MKSAP Quiz: Evaluation for progressive chest pain

A 56-year-old man is evaluated in the emergency department for progressive chest pain and dyspnea that began 3 hours ago. Medical history is significant for hypertension treated with lisinopril.


On physical examination, he is confused. Temperature is normal, blood pressure is 86/50 mm Hg, pulse rate is 118/min, and respiration rate is 24/min. Oxygen saturation breathing ambient air is 90%. Cardiac examination reveals an S3 gallop. Crackles are noted on pulmonary examination. The extremities are cool to the touch.

An electrocardiogram is shown. A chest radiograph reveals pulmonary edema.

Aspirin is initiated in the emergency department.

Which of the following is the most appropriate immediate management?

A. Admission to the ICU for medical stabilization
B. Intravenous metoprolol
C. Percutaneous coronary intervention
D. Sublingual nitroglycerin
E. Thrombolytic therapy

Answer and critique

The correct answer is C. Percutaneous coronary intervention. This item is Question 56 in MKSAP 18's Cardiovascular Medicine section.

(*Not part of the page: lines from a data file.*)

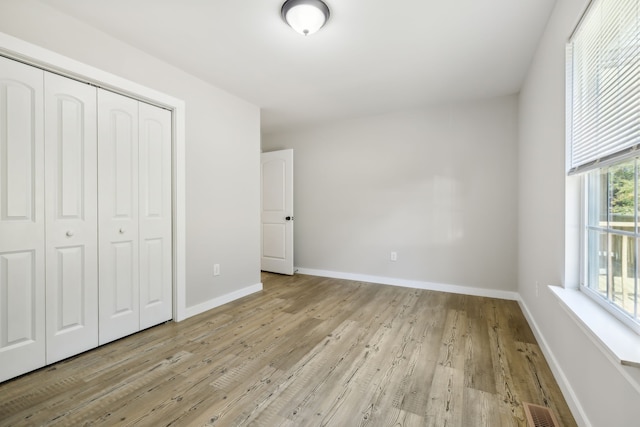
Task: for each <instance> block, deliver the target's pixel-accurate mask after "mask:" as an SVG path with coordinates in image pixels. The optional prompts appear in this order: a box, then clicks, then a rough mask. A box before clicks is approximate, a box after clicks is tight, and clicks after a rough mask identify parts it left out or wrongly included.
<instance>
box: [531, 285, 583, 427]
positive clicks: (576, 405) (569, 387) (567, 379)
mask: <svg viewBox="0 0 640 427" xmlns="http://www.w3.org/2000/svg"><path fill="white" fill-rule="evenodd" d="M518 304H519V305H520V308H521V309H522V313H523V314H524V317H525V318H526V319H527V322H529V326H531V330H532V331H533V335H535V337H536V340H537V341H538V345H539V347H540V349H541V350H542V353H543V354H544V357H545V359H547V363H548V364H549V367H550V368H551V372H553V376H554V377H555V379H556V382H557V383H558V386H559V387H560V389H561V390H562V394H563V395H564V398H565V400H566V401H567V405H569V409H571V413H572V414H573V417H574V418H575V419H576V423H577V424H578V425H579V426H586V427H592V424H591V423H590V422H589V418H587V414H586V413H585V411H584V409H583V408H582V405H581V404H580V400H579V399H578V397H577V396H576V394H575V392H574V391H573V387H571V383H570V382H569V380H568V379H567V377H566V376H565V374H564V371H563V370H562V368H561V367H560V364H559V363H558V360H557V359H556V357H555V355H554V354H553V351H551V348H550V347H549V345H548V344H547V340H545V338H544V335H542V332H541V331H540V329H539V328H538V324H537V323H536V321H535V320H534V318H533V315H532V314H531V312H530V311H529V308H528V307H527V304H526V303H525V302H524V300H523V299H522V298H520V297H519V298H518Z"/></svg>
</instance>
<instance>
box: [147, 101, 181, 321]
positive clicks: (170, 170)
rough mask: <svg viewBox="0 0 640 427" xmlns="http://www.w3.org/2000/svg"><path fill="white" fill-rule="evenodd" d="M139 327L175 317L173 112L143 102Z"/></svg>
mask: <svg viewBox="0 0 640 427" xmlns="http://www.w3.org/2000/svg"><path fill="white" fill-rule="evenodd" d="M139 112H140V174H139V176H140V310H141V312H140V327H141V328H147V327H150V326H153V325H157V324H158V323H162V322H164V321H167V320H170V319H171V317H172V289H173V288H172V286H171V284H172V273H171V271H172V268H171V112H170V111H167V110H164V109H162V108H159V107H155V106H152V105H149V104H145V103H142V102H141V103H140V105H139Z"/></svg>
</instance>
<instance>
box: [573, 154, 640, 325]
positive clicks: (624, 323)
mask: <svg viewBox="0 0 640 427" xmlns="http://www.w3.org/2000/svg"><path fill="white" fill-rule="evenodd" d="M632 159H634V161H635V164H636V167H635V170H636V175H635V194H636V197H635V200H636V204H638V205H637V206H636V216H638V215H639V214H640V200H638V192H640V189H639V188H638V187H639V186H640V182H639V181H640V171H639V170H640V157H639V156H635V157H633V158H632ZM629 160H631V159H629V158H628V157H627V158H626V159H619V161H618V162H616V163H615V164H612V165H605V166H603V167H601V168H597V169H595V170H592V171H591V172H598V173H602V170H603V169H606V170H607V175H608V169H609V168H610V167H612V166H616V165H618V164H620V163H624V162H628V161H629ZM588 173H589V172H585V173H581V174H580V175H579V178H580V193H581V197H580V204H581V208H580V223H579V226H580V233H579V234H580V260H579V261H580V275H579V278H580V285H579V290H580V291H581V292H582V293H584V295H586V296H587V297H589V298H590V299H592V300H593V301H595V302H596V303H597V304H598V305H599V306H600V307H602V308H603V309H605V310H606V311H607V312H609V313H610V314H611V315H613V316H614V317H615V318H616V319H617V320H619V321H620V322H622V323H623V324H624V325H625V326H627V327H628V328H630V329H631V330H632V331H634V332H635V333H636V334H638V335H640V319H638V320H636V319H634V318H633V317H632V316H630V315H629V314H628V313H626V312H624V311H623V310H622V309H621V308H620V307H618V306H617V305H615V303H614V302H613V301H612V300H611V299H609V297H608V296H607V297H605V296H603V295H601V294H600V293H598V292H597V291H595V290H594V289H592V288H590V287H589V286H588V283H587V278H588V276H589V275H588V268H589V262H588V258H589V251H588V233H589V231H590V230H592V228H590V226H589V224H588V215H589V202H590V199H591V198H590V196H589V185H588V182H587V181H588ZM609 208H610V198H609V197H608V196H607V216H608V215H609V212H608V210H609ZM638 221H639V223H637V224H636V231H635V233H633V234H634V237H635V238H636V255H635V259H636V277H637V279H636V280H637V281H638V282H640V271H639V270H640V251H638V249H640V218H639V219H638ZM598 229H599V230H600V231H602V228H600V227H598ZM606 230H607V231H606V233H607V235H608V234H609V231H608V230H611V228H610V227H607V228H606ZM614 234H617V235H629V233H614ZM607 287H608V285H607ZM635 298H636V306H638V305H639V304H640V302H639V301H638V294H637V293H636V296H635Z"/></svg>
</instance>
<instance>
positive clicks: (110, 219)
mask: <svg viewBox="0 0 640 427" xmlns="http://www.w3.org/2000/svg"><path fill="white" fill-rule="evenodd" d="M98 158H99V159H100V161H99V163H98V271H99V273H98V274H99V282H100V287H99V288H100V289H99V292H98V294H99V341H100V345H102V344H105V343H108V342H110V341H113V340H115V339H118V338H121V337H123V336H126V335H129V334H132V333H134V332H137V331H139V330H140V304H139V301H140V299H139V293H140V291H139V289H140V287H139V264H138V262H139V256H138V102H137V101H135V100H133V99H131V98H127V97H125V96H121V95H118V94H115V93H112V92H109V91H106V90H103V89H98Z"/></svg>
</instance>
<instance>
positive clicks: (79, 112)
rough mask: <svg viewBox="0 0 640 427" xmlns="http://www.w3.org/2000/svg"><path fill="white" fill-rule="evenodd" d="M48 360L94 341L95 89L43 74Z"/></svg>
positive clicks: (47, 333) (45, 238) (95, 184)
mask: <svg viewBox="0 0 640 427" xmlns="http://www.w3.org/2000/svg"><path fill="white" fill-rule="evenodd" d="M44 77H45V80H44V81H45V85H44V99H45V105H44V113H45V114H44V115H45V122H44V123H45V124H44V127H45V130H44V132H45V150H44V152H45V177H46V179H45V206H46V208H45V212H46V214H45V216H46V237H45V242H46V243H45V246H46V255H47V262H46V289H47V292H46V307H47V308H46V318H47V328H46V329H47V363H53V362H56V361H58V360H61V359H64V358H67V357H69V356H72V355H74V354H78V353H81V352H83V351H85V350H88V349H91V348H93V347H96V346H97V345H98V247H97V239H98V236H97V233H98V227H97V220H98V217H97V195H96V186H97V182H96V180H97V157H96V148H97V146H96V141H97V133H96V88H95V87H92V86H90V85H88V84H85V83H80V82H78V81H75V80H71V79H68V78H65V77H61V76H58V75H56V74H51V73H45V76H44Z"/></svg>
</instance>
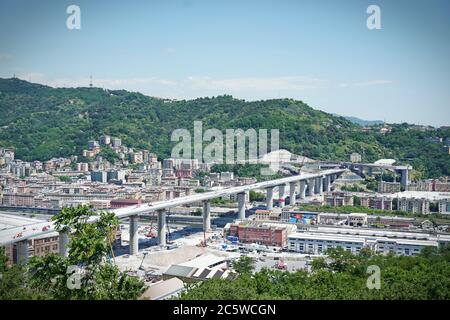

Immediate percutaneous coronary intervention (PCI) is indicated in this patient with ST-elevation myocardial infarction (STEMI) complicated by cardiogenic shock. Cardiogenic shock is defined by persistent symptomatic hypotension and end-organ dysfunction. Patients have acute kidney failure, evidence of liver dysfunction with elevated aminotransferase levels, poor peripheral perfusion with cool extremities, and decreased mental status. Cardiogenic shock typically occurs as a consequence of a large anterior myocardial infarction, resulting in severely reduced left ventricular systolic function; it carries a mortality rate between 50% and 80%. Despite their instability, patients with cardiogenic shock (particularly those younger than 75 years of age) have a higher rate of survival if they undergo emergent revascularization with primary PCI in the catheterization laboratory.

Medical stabilization with intravenous vasoactive medications and, in severe cases, device-based hemodynamic support without prompt revascularization has been shown to be inferior to revascularization in the setting of shock and is not appropriate.

In the treatment of STEMI, β-blockers are recommended at the time of initial presentation, except in patients with evidence of hypotension, cardiogenic shock, pulmonary congestion, advanced atrioventricular block, or other contraindications to β-blocker therapy. Intravenous metoprolol is the most widely used β-blocker for STEMI treatment. In this case, β-blockade should be withheld and introduced following reperfusion therapy.

Intravenous nitroglycerin can be used to treat patients with STEMI and hypertension or heart failure but should be avoided in the setting of systolic blood pressure less than 90 mm Hg, significant bradycardia or tachycardia, right ventricular infarction, or use of a phosphodiesterase inhibitor (such as sildenafil) in the past 24 to 48 hours.

Because the rates of achieving vessel patency are higher and more reliable with primary PCI than with thrombolysis, primary PCI is the preferred method of treating STEMI. Thrombolytic therapy would be indicated in this patient with STEMI if transfer to a PCI-capable center would result in a first medical contact–to–device time of more than 120 minutes.

Key Point

  • Patients with ST-elevation myocardial infarction complicated by cardiogenic shock should undergo emergent revascularization with primary percutaneous coronary intervention.